Nel 1746 il Goldoni, in procinto di lasciare Firenze, fu invitato ad assistere ad una seduta dell'accademia degli Apatisti. Egli era stato altre volte alle sedute di quell'accademia; ma quel giorno si trattava di vedere il Sibillone, divertimento letterario che si dava di tempo in tempo, ed al quale non aveva ancora assistito.
Che cosa fosse quel divertimento, dirò colle stesse parole del celebre avvocato veneziano:
«... Il Sibillone, o la gran Sibilla, è un ragazzo di dieci o dodici anni, che vien posto in una cattedra in mezzo della sala dell'assemblea.
«Una persona qualunque il caso voglia del numero degli assistenti, indirizza una domanda a questa giovane Sibilla; il ragazzo deve nell'atto stesso pronunziare un termine, e questo è l'oracolo della profetessa, ed è la risposta alla questione proposta.
«Queste risposte, simili oracoli, dati da uno scolaro senza avere il tempo della riflessione, non hanno per lo più senso comune, e perciò sta sempre accanto alla cattedra uno degli accademici, il quale alzandosi dalla sedia, sostiene che la Sibilla ha ben risposto, accingendosi a dare, nel momento, l'interpretazione dell'oracolo...».

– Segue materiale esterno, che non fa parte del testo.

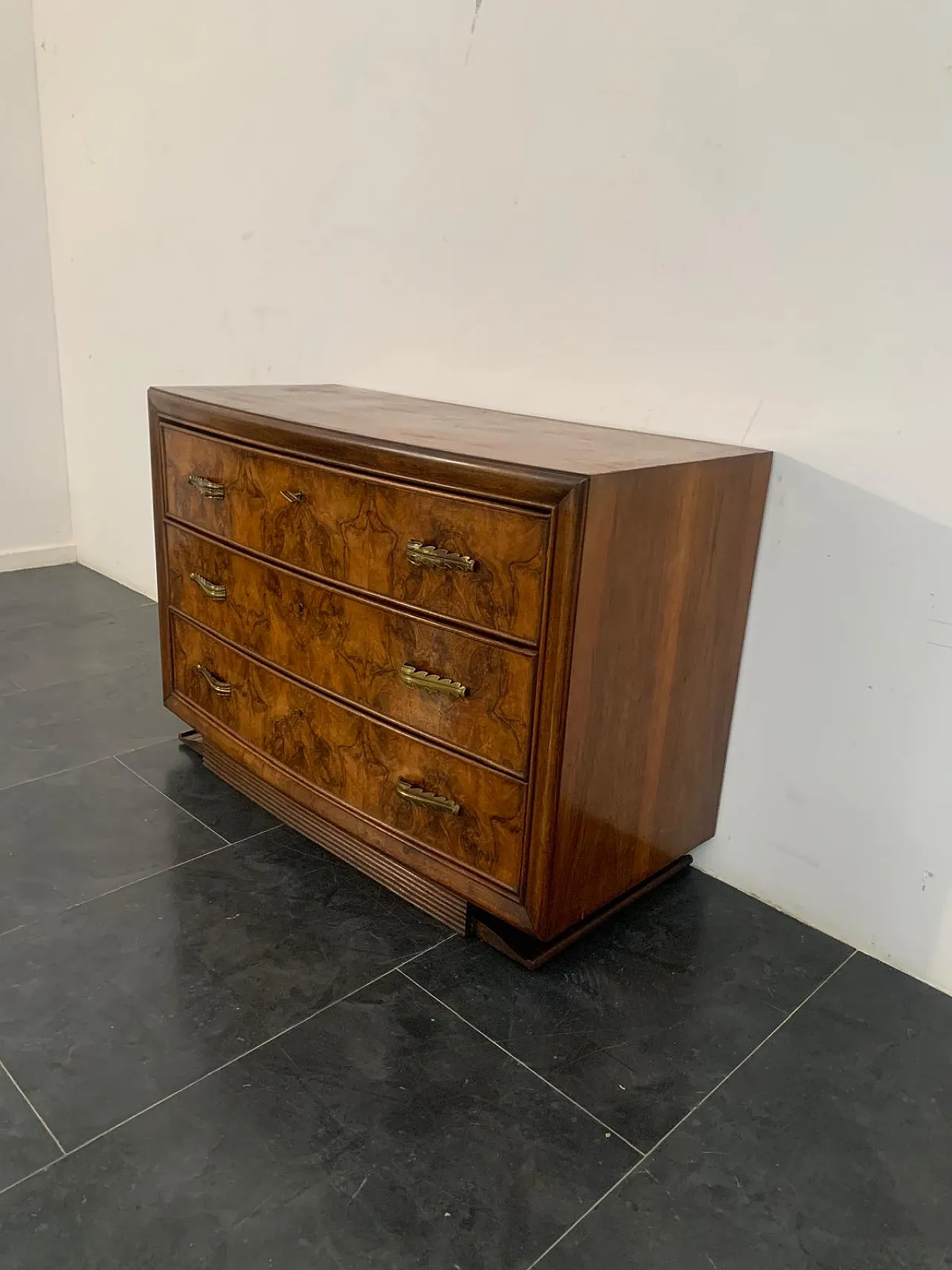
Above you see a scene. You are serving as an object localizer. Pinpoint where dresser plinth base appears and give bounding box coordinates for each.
[467,856,690,970]
[179,731,690,970]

Andò dunque il Goldoni all'accademia degli Apatisti a vedere il Sibillone, ed ecco il modo in cui racconta egli stesso quello che ha veduto:
«... L'interrogante, che era forestiero come me, pregò la Sibilla di avere la compiacenza di dirgli, perchè le donne piangon più spesso e più facilmente degli uomini. La Sibilla per risposta, pronunziò la parola paglia, e l'interprete indirizzando il discorso all'autore della questione, sostenne, che l'oracolo non poteva essere nè più decisivo, nè più soddisfacente.